A lawsuit was filed against a man who shot down a drone over his Hillview home last summer. It seeks to settle the expectations about homeowners’ “Right to Privacy.” With an increasing number of drones hovering relatively close to the ground and uncomfortably close to private properties and homes, the lawsuit over the shot-down drone could open the Pandora’s Box concerning the federal government’s exclusive sovereignty over the skies, reported USA Today .
The Kentucky man, whose drone was shot down by his neighbor last year, has now filed a federal lawsuit. An earlier lawsuit was dismissed by a local judge. The lawsuit was filed against William Merideth, who calls himself the “Drone Slayer.” In October 2015, the judge dismissed charges levied against him for firing a gun within city limits, reported the Messenger-Inquirer . The newly-filed lawsuit now asks the court to make a legal determination as to whether his drone’s July 2015 flight constituted trespass.
In this lawsuit, the plaintiff, David Boggs, also wants the court to rule that he is entitled to damages. But what’s truly interesting is the approach Boggs’ lawyer, James Mackler, has taken.
In the civil complaint, Mackler categorically mentioned, “The United States Government has exclusive sovereignty over airspace of the United States pursuant to 49 U.S.C.A. § 40103. The airspace, therefore, is not subject to private ownership nor can the flight of an aircraft within the navigable airspace of the United States constitute a trespass.”
The Federal Aviation Administration made it absolutely clear that it has the sole authority over the national airspace.
Les Dorr, an FAA spokesman, said in a statement last year, “The FAA is responsible for the safety and management of US airspace from the ground up.”
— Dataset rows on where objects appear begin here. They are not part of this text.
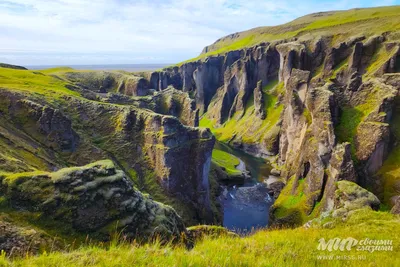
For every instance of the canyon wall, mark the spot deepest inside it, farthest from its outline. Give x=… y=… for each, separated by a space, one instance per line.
x=336 y=121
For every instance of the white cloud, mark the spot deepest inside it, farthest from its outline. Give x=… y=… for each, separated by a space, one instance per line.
x=124 y=31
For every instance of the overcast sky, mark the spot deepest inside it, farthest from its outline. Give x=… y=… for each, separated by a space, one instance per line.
x=67 y=32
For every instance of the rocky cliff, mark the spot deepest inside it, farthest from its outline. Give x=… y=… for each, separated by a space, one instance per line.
x=52 y=127
x=93 y=198
x=325 y=106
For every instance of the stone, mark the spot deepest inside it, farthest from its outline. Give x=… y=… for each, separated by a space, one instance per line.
x=93 y=198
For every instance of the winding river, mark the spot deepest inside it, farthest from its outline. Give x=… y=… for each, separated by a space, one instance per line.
x=246 y=207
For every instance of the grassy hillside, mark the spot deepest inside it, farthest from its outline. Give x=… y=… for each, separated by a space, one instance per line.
x=341 y=24
x=287 y=247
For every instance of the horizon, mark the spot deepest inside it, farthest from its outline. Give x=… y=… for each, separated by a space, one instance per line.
x=65 y=33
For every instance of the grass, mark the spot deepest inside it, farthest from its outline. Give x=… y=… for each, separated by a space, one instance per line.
x=286 y=247
x=249 y=128
x=340 y=24
x=352 y=116
x=390 y=170
x=227 y=161
x=292 y=203
x=33 y=82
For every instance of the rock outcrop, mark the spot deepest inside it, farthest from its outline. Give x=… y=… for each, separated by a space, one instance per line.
x=92 y=198
x=156 y=151
x=337 y=101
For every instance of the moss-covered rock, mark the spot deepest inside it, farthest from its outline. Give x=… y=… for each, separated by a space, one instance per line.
x=93 y=198
x=350 y=196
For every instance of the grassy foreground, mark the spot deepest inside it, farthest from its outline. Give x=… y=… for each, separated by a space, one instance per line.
x=287 y=247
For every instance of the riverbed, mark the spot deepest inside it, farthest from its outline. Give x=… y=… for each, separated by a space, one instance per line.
x=246 y=207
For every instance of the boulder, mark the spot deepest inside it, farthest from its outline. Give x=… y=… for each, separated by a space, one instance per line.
x=96 y=198
x=350 y=196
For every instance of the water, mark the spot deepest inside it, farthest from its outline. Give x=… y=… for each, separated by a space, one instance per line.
x=246 y=207
x=125 y=67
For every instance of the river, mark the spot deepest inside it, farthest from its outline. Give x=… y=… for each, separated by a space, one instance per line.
x=246 y=207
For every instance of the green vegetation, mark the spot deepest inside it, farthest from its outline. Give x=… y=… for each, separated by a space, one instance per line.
x=340 y=24
x=378 y=59
x=226 y=161
x=285 y=247
x=352 y=116
x=292 y=202
x=390 y=171
x=32 y=82
x=249 y=128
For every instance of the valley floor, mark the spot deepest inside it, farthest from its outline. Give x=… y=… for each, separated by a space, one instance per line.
x=287 y=247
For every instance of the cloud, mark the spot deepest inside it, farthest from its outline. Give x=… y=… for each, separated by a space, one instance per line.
x=123 y=31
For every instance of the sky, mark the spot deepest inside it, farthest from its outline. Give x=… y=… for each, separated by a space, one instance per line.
x=73 y=32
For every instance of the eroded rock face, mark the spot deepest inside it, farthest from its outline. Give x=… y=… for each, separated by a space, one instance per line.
x=151 y=148
x=350 y=196
x=54 y=128
x=92 y=198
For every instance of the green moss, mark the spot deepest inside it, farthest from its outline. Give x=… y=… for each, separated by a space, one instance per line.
x=352 y=116
x=340 y=24
x=291 y=206
x=249 y=128
x=390 y=170
x=15 y=179
x=227 y=161
x=285 y=247
x=28 y=82
x=307 y=115
x=380 y=57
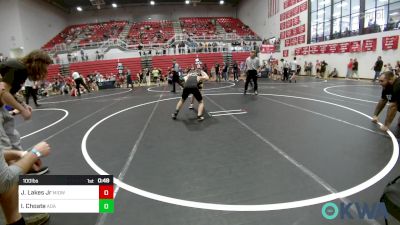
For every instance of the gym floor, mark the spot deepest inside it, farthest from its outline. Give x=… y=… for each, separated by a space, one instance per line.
x=292 y=142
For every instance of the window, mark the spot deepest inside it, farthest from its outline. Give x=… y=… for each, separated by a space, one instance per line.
x=355 y=22
x=370 y=4
x=382 y=2
x=345 y=8
x=327 y=14
x=314 y=5
x=369 y=18
x=332 y=19
x=355 y=6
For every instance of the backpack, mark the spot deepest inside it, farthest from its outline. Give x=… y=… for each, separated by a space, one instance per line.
x=391 y=198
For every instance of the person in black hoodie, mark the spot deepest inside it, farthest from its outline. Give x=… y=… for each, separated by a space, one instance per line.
x=378 y=68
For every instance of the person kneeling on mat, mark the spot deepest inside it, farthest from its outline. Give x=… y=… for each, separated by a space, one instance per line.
x=192 y=81
x=12 y=164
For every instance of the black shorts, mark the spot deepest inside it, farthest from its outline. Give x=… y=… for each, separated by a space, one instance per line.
x=194 y=91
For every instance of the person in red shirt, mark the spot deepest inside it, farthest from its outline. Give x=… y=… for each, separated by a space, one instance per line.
x=349 y=69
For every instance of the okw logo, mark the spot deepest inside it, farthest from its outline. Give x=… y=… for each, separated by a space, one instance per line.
x=331 y=211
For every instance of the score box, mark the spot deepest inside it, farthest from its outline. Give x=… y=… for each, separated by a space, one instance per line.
x=66 y=194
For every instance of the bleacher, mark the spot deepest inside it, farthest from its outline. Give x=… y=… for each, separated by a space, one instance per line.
x=102 y=31
x=198 y=26
x=150 y=31
x=186 y=61
x=240 y=56
x=233 y=25
x=106 y=66
x=92 y=33
x=52 y=72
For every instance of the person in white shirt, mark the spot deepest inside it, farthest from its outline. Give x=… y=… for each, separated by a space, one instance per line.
x=252 y=69
x=293 y=70
x=31 y=90
x=78 y=82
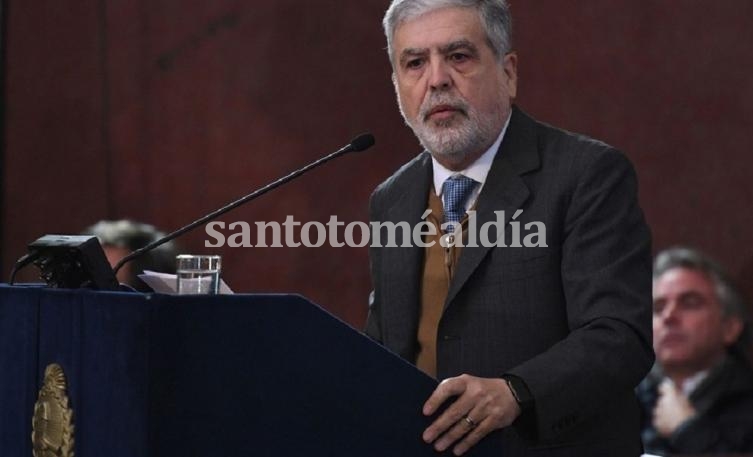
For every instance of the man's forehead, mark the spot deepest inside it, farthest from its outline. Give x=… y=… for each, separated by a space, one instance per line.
x=683 y=280
x=439 y=28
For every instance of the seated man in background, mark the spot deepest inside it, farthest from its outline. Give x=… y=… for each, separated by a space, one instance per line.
x=120 y=238
x=699 y=396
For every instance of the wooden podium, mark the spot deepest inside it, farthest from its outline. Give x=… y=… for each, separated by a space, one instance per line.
x=242 y=375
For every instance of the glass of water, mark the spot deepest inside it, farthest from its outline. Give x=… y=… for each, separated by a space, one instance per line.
x=198 y=274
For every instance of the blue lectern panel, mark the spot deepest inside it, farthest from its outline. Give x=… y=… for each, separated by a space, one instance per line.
x=245 y=375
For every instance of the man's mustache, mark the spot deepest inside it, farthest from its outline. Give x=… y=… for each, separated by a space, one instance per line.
x=442 y=103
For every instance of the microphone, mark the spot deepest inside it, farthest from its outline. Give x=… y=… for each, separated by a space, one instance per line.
x=359 y=143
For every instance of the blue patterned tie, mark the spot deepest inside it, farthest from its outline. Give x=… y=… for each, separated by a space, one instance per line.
x=456 y=190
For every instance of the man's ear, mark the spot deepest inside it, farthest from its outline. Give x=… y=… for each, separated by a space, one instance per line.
x=732 y=327
x=510 y=66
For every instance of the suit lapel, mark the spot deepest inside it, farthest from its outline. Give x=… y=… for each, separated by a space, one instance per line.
x=401 y=303
x=504 y=190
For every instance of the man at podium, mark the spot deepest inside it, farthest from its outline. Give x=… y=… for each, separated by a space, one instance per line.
x=529 y=295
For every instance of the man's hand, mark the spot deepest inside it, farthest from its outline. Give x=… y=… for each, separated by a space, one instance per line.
x=483 y=405
x=672 y=409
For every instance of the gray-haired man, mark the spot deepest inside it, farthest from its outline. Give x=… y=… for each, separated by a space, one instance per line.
x=550 y=339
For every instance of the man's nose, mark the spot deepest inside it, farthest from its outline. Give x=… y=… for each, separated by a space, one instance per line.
x=669 y=313
x=440 y=77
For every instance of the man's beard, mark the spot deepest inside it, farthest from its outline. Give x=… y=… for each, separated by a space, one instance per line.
x=467 y=132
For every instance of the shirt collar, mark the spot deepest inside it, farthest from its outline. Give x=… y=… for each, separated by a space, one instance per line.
x=477 y=171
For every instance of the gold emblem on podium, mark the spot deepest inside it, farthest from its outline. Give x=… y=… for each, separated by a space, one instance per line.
x=52 y=425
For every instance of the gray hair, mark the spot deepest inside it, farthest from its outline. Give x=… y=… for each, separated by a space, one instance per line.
x=494 y=14
x=132 y=235
x=726 y=292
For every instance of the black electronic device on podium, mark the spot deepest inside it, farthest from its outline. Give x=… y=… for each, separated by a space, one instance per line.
x=248 y=375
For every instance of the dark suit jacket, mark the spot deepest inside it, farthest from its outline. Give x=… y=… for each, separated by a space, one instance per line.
x=572 y=319
x=724 y=413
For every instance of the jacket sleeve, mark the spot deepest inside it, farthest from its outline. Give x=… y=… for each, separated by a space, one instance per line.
x=374 y=319
x=606 y=280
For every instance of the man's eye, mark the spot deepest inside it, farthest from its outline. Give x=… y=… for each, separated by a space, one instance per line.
x=414 y=63
x=458 y=57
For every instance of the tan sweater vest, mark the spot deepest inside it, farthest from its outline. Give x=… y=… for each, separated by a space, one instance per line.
x=438 y=268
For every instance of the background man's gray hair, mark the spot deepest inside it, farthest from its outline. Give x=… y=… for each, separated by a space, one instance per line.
x=495 y=16
x=132 y=235
x=684 y=257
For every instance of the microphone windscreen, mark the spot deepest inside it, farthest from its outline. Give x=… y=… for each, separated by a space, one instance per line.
x=363 y=141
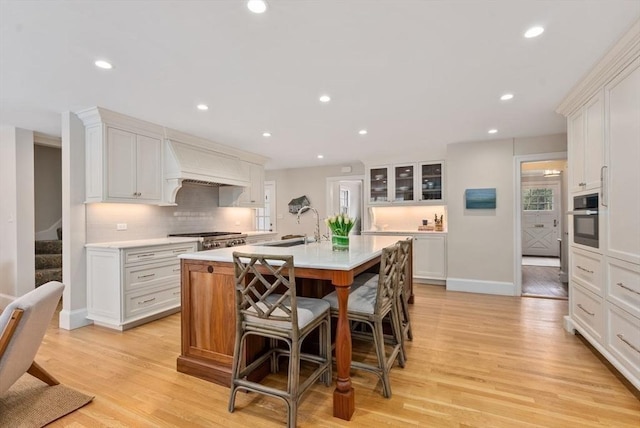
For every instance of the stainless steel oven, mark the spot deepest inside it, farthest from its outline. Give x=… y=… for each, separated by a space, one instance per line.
x=585 y=220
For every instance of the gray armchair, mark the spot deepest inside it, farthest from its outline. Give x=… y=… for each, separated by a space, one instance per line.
x=22 y=327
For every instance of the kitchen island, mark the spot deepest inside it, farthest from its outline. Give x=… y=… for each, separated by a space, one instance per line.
x=208 y=305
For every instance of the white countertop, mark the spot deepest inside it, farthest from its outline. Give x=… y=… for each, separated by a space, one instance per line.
x=312 y=255
x=142 y=242
x=402 y=232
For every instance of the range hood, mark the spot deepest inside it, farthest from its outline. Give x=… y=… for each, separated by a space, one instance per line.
x=195 y=163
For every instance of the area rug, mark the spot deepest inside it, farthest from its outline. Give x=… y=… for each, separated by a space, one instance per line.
x=31 y=403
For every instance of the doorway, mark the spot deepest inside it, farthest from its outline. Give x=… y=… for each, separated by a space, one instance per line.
x=541 y=226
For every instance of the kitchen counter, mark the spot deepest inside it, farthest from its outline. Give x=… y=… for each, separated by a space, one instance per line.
x=362 y=248
x=402 y=232
x=142 y=242
x=208 y=313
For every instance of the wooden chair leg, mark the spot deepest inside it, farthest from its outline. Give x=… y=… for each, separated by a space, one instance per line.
x=37 y=371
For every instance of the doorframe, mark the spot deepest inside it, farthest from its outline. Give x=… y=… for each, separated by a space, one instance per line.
x=517 y=201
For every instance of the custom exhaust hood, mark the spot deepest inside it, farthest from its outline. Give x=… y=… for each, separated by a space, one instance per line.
x=193 y=163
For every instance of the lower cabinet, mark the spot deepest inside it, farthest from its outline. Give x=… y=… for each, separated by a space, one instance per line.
x=604 y=300
x=430 y=257
x=127 y=287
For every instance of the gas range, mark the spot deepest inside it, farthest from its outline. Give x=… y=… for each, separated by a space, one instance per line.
x=213 y=240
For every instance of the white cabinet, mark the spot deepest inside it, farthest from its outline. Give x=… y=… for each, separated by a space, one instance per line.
x=127 y=287
x=620 y=201
x=405 y=183
x=429 y=256
x=604 y=154
x=251 y=196
x=123 y=158
x=585 y=141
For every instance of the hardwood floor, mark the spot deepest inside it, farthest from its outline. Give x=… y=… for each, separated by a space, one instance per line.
x=476 y=361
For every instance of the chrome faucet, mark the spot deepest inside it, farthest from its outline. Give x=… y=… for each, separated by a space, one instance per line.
x=316 y=233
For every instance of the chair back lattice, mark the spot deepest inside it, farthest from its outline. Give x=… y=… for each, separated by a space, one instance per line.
x=387 y=277
x=265 y=287
x=404 y=251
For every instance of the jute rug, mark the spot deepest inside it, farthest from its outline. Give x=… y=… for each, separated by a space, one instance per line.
x=31 y=403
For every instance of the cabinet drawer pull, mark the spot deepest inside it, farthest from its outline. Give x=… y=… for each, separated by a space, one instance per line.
x=583 y=269
x=629 y=344
x=582 y=307
x=619 y=284
x=145 y=255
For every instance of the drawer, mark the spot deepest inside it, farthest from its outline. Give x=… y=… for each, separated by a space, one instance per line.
x=151 y=301
x=151 y=274
x=586 y=269
x=623 y=282
x=157 y=252
x=587 y=311
x=623 y=338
However, the law differs slightly in Kentucky. The local law grants permission to landowners to use force that’s necessary to prevent trespassing. The issue hasn’t been dealt with since the famous case filed in 1946. Back then, the Supreme Court ruled that a North Carolina farmer could legally assert property rights up to 83 feet in the air. Incidentally, the farmer was forced to file the lawsuit because of military aircraft, which were flying too low to his fields, were disturbing his cows and chickens and disrupting peace around the pastures.
Needless to say, this was long before the advent of drones. These Unmanned Aerial Vehicles (UAVs) are increasingly used for everything from aerial surveys to search and rescue operations and from wildlife tracking to catching cheaters during an exam. There are hundreds of models of UAVs openly sold in markets in America, and their user base is exploding, from amateur photographers to hobbyists who are merely interested in aerial acrobatics of these miniature flying machines.
With a wingspan ranging anywhere between six inches and 246 feet, a large variety of drones has started invading the skies. They are now posing a threat to commercial aircraft. But what’s equally concerning is their ability to peer into the homes while hovering just a few feet off the ground. The fact that these drones are equipped with high-resolution imagery only makes matters worse.
Merideth had shot down a DJI Phantom 3, an advanced version, used by professionals. With a price tag of $1,500, the drone isn’t meant for amateurs. Capable of reaching altitudes of a few hundred feet, the drone was brought down by the “Drone Slayer” because it was allegedly being used to snoop on his daughters. The plaintiff, however, has proof that his drone never ventured very close to the accused’s house.
Privacy advocates have long maintained that misusing a drone to spy on a neighbor is no different than climbing a ladder to look into their upstairs window. This lawsuit over the shot-down drone could enact laws that clearly spell out the limits and boundaries for the UAVs.